Western blots with A3A/B antiserum confirm that the ∼20-kDa proteins likely represent A3A isoforms. Lysates containing 10 μg of total cellular protein from untreated PBMCs, IFNα-treated PBMCs (PBMC + IFNα), and 293T cells transiently transfected with an A3A plasmid engineered to contain an optimized Kozak consensus (A3A-Koz) were analyzed by Western blot (WB) with a commercial antiserum directed against A3A and -B (A3A/B) and an antiserum directed against A3G. Markers show the expected positions of A3B, A3G, and A3A, all of which share significant sequence homology, accounting for cross-reactivity of antisera.

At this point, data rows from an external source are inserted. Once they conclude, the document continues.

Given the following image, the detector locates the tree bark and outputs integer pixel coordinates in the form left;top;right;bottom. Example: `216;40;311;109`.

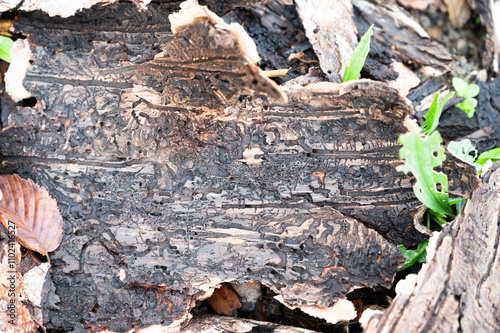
365;163;500;332
0;3;477;331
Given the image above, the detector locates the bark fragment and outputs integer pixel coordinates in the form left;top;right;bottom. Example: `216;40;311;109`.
353;0;452;81
0;3;480;331
295;0;357;83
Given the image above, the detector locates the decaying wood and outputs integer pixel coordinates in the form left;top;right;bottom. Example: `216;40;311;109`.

siRNA knockdown of A3A prevents induction of TC-specific deaminase activity and A3A isoforms in monocytes. PBMCs from a healthy human donor were subjected to negative selection for monocytes, and then the monocytes were cultured overnight. The following day, the monocytes were transfected with either a control siRNA oligonucleotide (control) or siRNA oligonucleotides specific for A3G (G) or A3A (A) using the Amaxa Nucleofector system and then allowed to rest in serum-containing recovery medium for 4 h. The cells were then either left untreated or treated with either IFNα or neutralizing antibodies against IFNα and the IFNα receptor (anti-IFNα/β). Cells were lysed at 48 h post-transfection and analyzed for deaminase activity in the presence of RNase A using oligonucleotides containing the ATTC motif. Activity is graphed as RFU. Error bars represent S.E. of triplicate reactions. Lysates were also analyzed by Western blot (WB) with antisera against A3G or calreticulin (cal) as a loading control (bottom). The arrows show expected positions of A3G, A3A, and calreticulin. All samples are from the same experiment and were analyzed together.

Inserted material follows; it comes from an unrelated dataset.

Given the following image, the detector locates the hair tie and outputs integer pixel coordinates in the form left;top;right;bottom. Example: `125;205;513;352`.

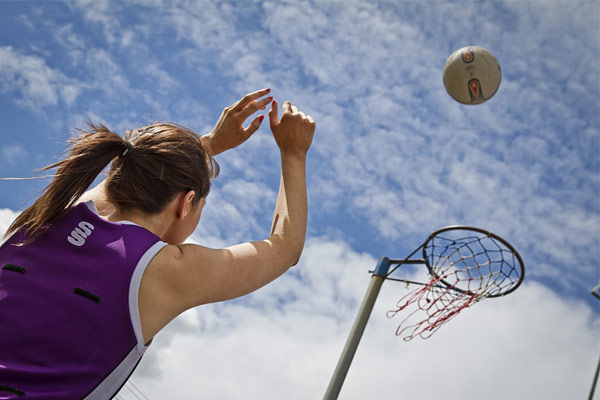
119;140;133;158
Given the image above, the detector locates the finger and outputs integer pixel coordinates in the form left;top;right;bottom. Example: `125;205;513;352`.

TC-specific deaminase activity of an A3A isoform generated by translation from an alternative start site. A, 293T cells were transfected with plasmid encoding either wild-type A3A with its native translational start site (A3A-nat; GCACATGGAA, start codon at position 1 underlined), A3A with an engineered optimal Kozak consensus at position 1 (A3A-Koz; CACCATGGAA, start codon at position 1 underlined), or A3A encoding point mutation M1A, M13A, or E72Q. 293T cells transfected with empty vector (mock) and PBMCs treated with IFNα were analyzed in parallel. Cells were lysed 48 h post-transfection and analyzed by Western blot (WB) with antisera against A3G and A3A/B, with calreticulin (cal) as a loading control. Molecular weights are shown to the right. All blots are from the same experiment and were analyzed together. Lysates were also analyzed for deaminase activity in the presence of RNase A using the ATTC-containing oligonucleotide. Activity is graphed as RFU for the indicated amounts of total protein input. Error bars represent S.E. of triplicate reactions. B, ClustalW alignment of the first 43 amino acids of the predicted amino acid sequence of human (Homo sapiens, NM_145699 in GenBank) A3A with predicted sequences of A3A from macaque (Macaca mulatta, XP_001096739 in GenBank), sheep (Ovis aries, ACH92046 in GenBank), and cow (Bos taurus, NP_001157408 in GenBank). Amino acids that are either unique or similar between species are shaded. The arrows indicate the positions of the Met¹ start site and the Met¹³ alternate starting site of human A3A.